Blog dedicated primarily to randomly selected news items; comments reflecting personal perceptions

Tuesday, June 04, 2013

In Case You Miss Chris Hadfield …

Astronaut Chris Hadfield returned safely to Earth in May after spending several months in space. During that time, he took amazing and beautiful pictures of our world from his high perch, and when he came home, many people worried that it would mean a cessation of such photographs.

Worry no more. Italian astronaut Luca Parmitano tweeted this jaw-dropper just this morning:

clouds from space
Going to space can literally give you perspective. Click to encumulenate.
Photo by ESA/NASA


Wow. (You really want to click that to embiggen it, too.) When Parmitano tweeted it, he said, “The low sun creates beautiful contrasts with the #clouds: I just don’t get tired of it! #volare.” He didn’t say whether the Sun was rising or setting, and I couldn’t squeeze the info from the picture saying when it was taken. But either way, the long, long shadows coming from the clouds are lovely.

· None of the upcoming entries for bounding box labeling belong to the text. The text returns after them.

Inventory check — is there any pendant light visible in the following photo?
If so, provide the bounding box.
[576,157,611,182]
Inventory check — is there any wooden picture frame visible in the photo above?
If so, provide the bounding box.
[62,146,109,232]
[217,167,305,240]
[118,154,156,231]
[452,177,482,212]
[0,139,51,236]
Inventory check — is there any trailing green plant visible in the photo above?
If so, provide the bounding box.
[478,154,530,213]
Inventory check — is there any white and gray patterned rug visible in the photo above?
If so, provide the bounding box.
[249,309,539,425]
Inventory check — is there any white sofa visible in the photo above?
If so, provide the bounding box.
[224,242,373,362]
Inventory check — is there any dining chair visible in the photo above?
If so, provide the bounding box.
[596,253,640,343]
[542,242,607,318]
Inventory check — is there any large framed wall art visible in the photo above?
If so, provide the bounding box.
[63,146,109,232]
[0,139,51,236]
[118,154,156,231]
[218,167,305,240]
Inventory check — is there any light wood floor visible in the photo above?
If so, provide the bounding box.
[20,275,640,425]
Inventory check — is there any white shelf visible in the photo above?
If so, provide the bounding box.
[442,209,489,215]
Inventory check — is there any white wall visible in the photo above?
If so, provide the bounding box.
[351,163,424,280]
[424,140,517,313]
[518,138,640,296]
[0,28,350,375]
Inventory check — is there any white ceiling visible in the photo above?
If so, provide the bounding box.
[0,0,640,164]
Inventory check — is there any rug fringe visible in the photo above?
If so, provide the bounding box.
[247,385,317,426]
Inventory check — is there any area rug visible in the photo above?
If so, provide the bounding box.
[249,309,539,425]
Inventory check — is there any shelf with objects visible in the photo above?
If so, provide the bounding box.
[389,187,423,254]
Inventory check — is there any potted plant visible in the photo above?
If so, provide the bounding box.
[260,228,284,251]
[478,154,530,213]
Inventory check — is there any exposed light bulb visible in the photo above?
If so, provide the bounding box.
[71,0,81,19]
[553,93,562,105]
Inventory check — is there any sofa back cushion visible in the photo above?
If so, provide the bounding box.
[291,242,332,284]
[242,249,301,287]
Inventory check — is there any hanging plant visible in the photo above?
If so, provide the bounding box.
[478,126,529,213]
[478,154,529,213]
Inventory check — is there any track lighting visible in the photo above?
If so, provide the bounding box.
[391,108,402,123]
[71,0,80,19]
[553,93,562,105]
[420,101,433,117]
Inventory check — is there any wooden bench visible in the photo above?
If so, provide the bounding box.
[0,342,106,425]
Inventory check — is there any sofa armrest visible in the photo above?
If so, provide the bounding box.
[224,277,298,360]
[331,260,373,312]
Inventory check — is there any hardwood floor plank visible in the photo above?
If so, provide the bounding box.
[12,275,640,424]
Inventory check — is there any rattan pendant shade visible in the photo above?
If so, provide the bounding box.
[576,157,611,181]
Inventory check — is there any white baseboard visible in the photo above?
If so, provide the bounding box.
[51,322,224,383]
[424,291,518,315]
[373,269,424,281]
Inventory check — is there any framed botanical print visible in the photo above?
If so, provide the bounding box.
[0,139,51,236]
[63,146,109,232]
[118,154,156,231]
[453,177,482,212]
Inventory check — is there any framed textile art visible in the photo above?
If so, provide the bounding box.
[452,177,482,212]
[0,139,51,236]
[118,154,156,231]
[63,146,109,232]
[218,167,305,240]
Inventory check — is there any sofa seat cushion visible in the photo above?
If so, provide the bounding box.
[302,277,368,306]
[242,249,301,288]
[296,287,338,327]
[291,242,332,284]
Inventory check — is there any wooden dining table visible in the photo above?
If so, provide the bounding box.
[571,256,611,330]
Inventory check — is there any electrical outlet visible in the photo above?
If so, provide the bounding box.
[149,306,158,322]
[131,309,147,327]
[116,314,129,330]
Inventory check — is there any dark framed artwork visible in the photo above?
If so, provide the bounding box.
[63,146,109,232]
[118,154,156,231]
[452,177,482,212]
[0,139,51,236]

And I noticed something rather fun in the picture, too. The shadows look nearly but not quite parallel; on the sides of the picture the shadows are angled slightly outward. However, I think this is an illusion: They are actually parallel, but what you’re seeing is perspective. It’s exactly the same as a pair of railroad tracks appearing to converge in the distance at what’s called the vanishing point.

For all intents and purposes, the Sun is infinitely far away in this picture; the photo only covers a few hundred kilometers (at most) left to right, but the Sun is 150 million kilometers away. That means the direction to the Sun is the same for any cloud in this shot (I’m ignoring the curvature of the Earth, which isn’t important), and in turn that means their shadows are parallel. But Parmitano was shooting at a slight angle, pointing his camera toward the Sun a bit and not straight down. That adds perspective to the shot, like looking along railroad tracks as they go off in the distance. And that’s why the shadows don’t look parallel, even when they are.

I don’t think we have to worry about the new Space Station crew not holding on to the long tradition of tweeting beautiful views from space. And just to drive that point literally home, American astronaut Karen Nyberg tweeted this the other day:

Sunset from space
Not bad for a first-timer.
Photo by NASA


Her caption? Simply, “Sunset.” It was the first picture she took from her new home. I think Expedition 36 is going to work out just fine.